Threads
Eastgate Theatre and Arts Centre
Neil Cooper Four stars
Five women sit on chairs in a row at the start of Sylvia Dow's new meditation on the role knitting has played on Borders life, their faces lit up by the patterns formed from the projections of nineteenth century mill-workers them. When they sing of lifetimes spent in those mills, it is in a harmonious unison gloriously at odds with the disparate yarns that unravel over the next hour in word, song and image.
Developed over the last three years as part of an oral history project dubbed Knit Two Together and presented by the ever fertile Stellar Quines Theatre Company as part of the Luminate festival of creative ageing, Dow's script flits from latter-day knitting circles to poverty-stricken women imprisoned for stealing thread to illustrate a hidden history excavated and presented in this most playfully inventive show and tell.
Muriel Romanes' production transforms all this into a criss-crossing cut-up collage which, with its mix of sketch-like scenes and songs overseen by musical director Robert Pettigrew at the piano at times resembles a 1970s style political cabaret.

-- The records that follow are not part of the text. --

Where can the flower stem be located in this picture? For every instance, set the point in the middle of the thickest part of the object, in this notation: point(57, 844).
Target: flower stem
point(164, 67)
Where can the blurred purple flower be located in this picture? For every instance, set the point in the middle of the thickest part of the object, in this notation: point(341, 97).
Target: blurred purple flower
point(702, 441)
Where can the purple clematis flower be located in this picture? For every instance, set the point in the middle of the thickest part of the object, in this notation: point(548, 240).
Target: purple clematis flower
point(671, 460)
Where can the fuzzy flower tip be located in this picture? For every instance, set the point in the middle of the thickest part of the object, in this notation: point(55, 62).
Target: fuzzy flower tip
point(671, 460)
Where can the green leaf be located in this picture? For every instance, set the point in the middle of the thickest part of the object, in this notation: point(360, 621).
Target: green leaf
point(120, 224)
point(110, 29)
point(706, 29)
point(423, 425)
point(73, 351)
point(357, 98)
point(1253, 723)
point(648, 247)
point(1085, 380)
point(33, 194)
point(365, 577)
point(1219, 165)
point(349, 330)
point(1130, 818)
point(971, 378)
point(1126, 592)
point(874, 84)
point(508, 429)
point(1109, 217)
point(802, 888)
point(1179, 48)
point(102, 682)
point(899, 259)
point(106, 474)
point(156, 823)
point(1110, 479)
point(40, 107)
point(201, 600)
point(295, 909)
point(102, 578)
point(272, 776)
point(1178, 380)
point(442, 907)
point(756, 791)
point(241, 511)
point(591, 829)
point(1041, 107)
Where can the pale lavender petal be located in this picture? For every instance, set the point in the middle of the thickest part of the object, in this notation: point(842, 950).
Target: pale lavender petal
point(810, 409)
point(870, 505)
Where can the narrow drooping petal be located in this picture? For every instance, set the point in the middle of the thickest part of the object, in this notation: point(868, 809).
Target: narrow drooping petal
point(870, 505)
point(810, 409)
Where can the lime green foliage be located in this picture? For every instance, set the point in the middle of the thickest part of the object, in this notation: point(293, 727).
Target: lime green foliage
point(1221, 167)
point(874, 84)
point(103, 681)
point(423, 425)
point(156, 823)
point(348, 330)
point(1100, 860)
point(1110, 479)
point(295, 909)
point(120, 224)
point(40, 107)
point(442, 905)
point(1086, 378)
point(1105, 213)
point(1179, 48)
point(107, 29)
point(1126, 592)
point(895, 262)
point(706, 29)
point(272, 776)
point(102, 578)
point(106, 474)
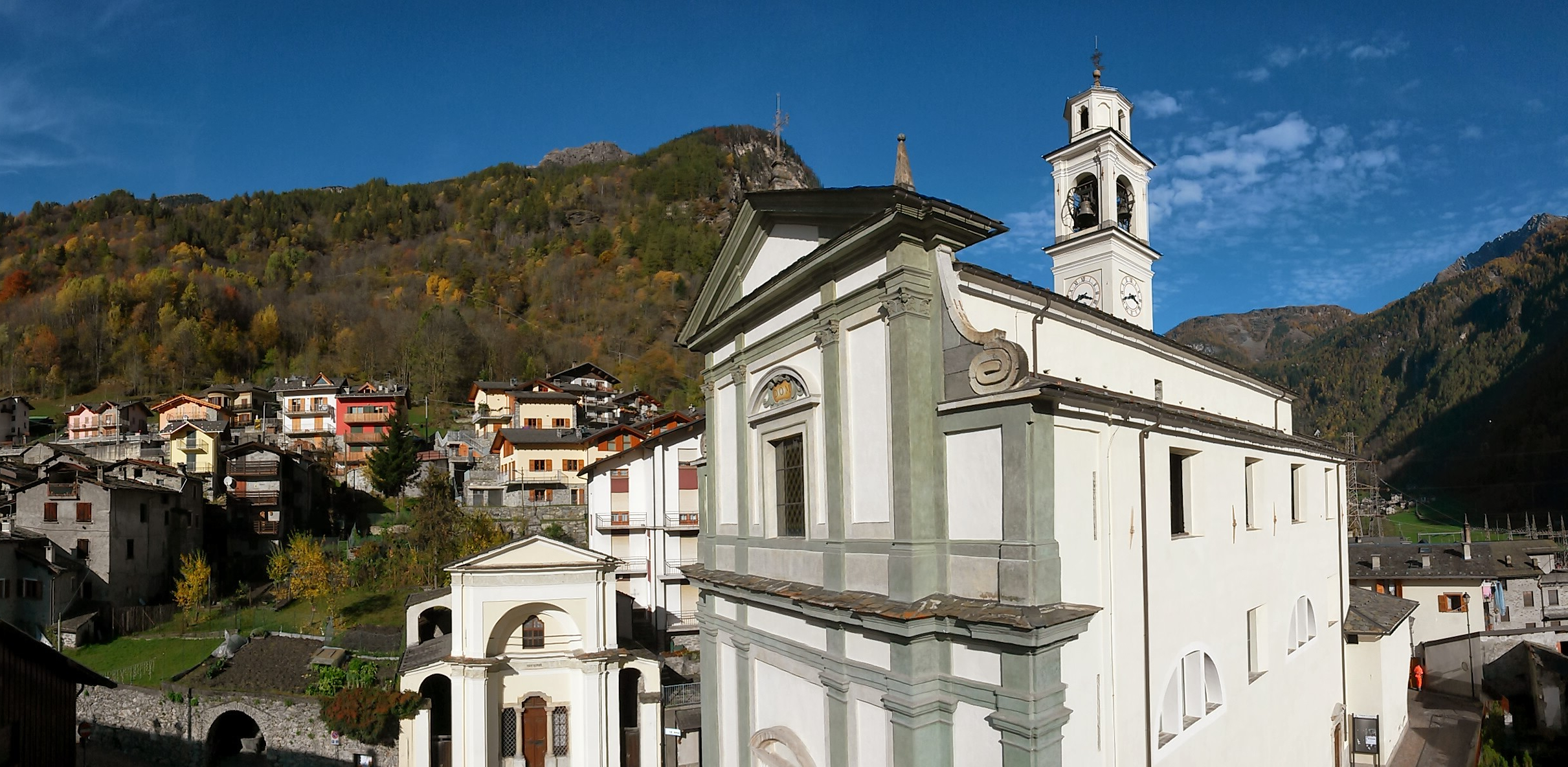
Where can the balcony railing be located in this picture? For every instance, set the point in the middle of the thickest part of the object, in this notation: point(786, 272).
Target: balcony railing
point(254, 468)
point(620, 521)
point(258, 498)
point(681, 520)
point(636, 567)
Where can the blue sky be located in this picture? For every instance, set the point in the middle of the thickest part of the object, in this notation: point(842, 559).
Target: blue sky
point(1310, 153)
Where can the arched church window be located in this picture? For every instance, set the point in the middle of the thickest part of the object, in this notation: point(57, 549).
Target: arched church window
point(1191, 694)
point(533, 632)
point(1081, 211)
point(1125, 203)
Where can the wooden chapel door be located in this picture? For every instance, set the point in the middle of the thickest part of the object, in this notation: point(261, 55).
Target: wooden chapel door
point(535, 731)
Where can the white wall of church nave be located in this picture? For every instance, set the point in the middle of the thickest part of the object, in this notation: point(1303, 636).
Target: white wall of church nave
point(1071, 350)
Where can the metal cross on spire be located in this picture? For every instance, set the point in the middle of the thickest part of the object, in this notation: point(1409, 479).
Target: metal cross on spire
point(779, 120)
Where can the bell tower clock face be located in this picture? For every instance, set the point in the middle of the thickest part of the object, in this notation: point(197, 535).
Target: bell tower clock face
point(1086, 291)
point(1131, 297)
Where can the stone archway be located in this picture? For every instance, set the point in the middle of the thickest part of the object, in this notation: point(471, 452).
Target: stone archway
point(234, 739)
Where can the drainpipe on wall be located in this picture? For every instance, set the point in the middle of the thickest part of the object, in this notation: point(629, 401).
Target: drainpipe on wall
point(1143, 513)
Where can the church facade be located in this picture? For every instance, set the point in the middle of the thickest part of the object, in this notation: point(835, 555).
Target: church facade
point(950, 518)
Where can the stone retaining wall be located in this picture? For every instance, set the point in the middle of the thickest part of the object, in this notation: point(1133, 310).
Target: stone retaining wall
point(173, 733)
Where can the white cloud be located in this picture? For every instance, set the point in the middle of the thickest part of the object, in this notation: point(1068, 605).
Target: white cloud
point(1156, 104)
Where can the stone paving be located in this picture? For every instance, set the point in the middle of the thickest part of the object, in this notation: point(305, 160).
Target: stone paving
point(1443, 731)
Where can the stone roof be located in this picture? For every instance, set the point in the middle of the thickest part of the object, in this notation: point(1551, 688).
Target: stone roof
point(425, 597)
point(934, 606)
point(1371, 612)
point(425, 653)
point(1488, 560)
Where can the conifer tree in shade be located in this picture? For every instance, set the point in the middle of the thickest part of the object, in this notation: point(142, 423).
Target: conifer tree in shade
point(394, 460)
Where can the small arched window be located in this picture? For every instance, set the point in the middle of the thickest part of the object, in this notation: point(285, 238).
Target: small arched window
point(533, 632)
point(1194, 692)
point(1303, 624)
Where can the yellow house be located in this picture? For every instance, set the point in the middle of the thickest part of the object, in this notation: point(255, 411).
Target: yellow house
point(196, 446)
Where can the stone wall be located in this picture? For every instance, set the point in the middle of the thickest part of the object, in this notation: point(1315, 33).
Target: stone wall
point(172, 731)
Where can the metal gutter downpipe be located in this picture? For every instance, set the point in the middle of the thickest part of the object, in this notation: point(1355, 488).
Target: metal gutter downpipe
point(1143, 503)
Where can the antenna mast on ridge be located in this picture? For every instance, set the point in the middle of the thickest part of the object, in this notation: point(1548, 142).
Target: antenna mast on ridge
point(779, 120)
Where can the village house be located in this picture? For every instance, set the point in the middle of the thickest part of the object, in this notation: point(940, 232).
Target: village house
point(107, 419)
point(530, 670)
point(644, 512)
point(1461, 587)
point(248, 402)
point(364, 416)
point(957, 518)
point(131, 534)
point(308, 408)
point(270, 494)
point(38, 581)
point(538, 466)
point(15, 421)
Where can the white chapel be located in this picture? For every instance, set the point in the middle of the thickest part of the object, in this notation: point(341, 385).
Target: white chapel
point(950, 518)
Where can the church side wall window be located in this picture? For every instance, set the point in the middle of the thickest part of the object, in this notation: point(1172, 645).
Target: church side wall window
point(1250, 477)
point(1180, 481)
point(533, 632)
point(789, 460)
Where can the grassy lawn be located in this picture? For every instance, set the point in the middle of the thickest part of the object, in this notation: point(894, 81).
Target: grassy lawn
point(168, 656)
point(355, 608)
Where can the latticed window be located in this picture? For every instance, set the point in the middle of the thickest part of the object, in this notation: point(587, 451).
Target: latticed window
point(789, 460)
point(508, 733)
point(559, 731)
point(533, 632)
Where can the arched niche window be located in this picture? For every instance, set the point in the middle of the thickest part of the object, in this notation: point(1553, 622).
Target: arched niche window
point(1125, 203)
point(533, 632)
point(1192, 694)
point(1081, 211)
point(1303, 624)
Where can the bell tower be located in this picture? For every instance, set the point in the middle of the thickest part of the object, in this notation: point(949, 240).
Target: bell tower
point(1101, 253)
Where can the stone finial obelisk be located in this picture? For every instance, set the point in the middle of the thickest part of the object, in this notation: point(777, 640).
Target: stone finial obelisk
point(901, 173)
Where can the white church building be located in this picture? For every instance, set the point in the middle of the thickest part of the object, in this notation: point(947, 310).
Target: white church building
point(521, 667)
point(950, 518)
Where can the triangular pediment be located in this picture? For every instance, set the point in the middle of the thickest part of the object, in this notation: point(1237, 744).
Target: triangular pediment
point(532, 554)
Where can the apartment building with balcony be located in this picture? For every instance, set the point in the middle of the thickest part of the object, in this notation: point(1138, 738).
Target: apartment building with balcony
point(250, 402)
point(129, 534)
point(644, 512)
point(364, 416)
point(107, 419)
point(308, 410)
point(537, 466)
point(270, 494)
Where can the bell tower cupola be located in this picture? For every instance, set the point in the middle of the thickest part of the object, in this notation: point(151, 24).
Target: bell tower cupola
point(1101, 253)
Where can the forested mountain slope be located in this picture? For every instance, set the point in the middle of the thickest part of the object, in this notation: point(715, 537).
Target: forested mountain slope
point(1457, 386)
point(504, 272)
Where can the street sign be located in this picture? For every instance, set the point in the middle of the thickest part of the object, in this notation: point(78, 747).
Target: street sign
point(1363, 735)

Not that there is anything remotely roughshod in the well-drilled delivery by performers Joanna Tope, Molly Innes, Paksie Vernon, Pauline Knowles and Annie Grace.
The shapes they throw as overseen by choreographer Sophie Stephenson are impressionistic little turns given even more atmosphere and depth by Jeanine Byrne's mood-laden lighting. There are fantastic cacophonous too as the rhythms of the mills explode into life beyond them. What Dow's construction evokes most of all as it navigates its way around a short Borders tour is the power behind a shared history as the ties that bind are stronger still.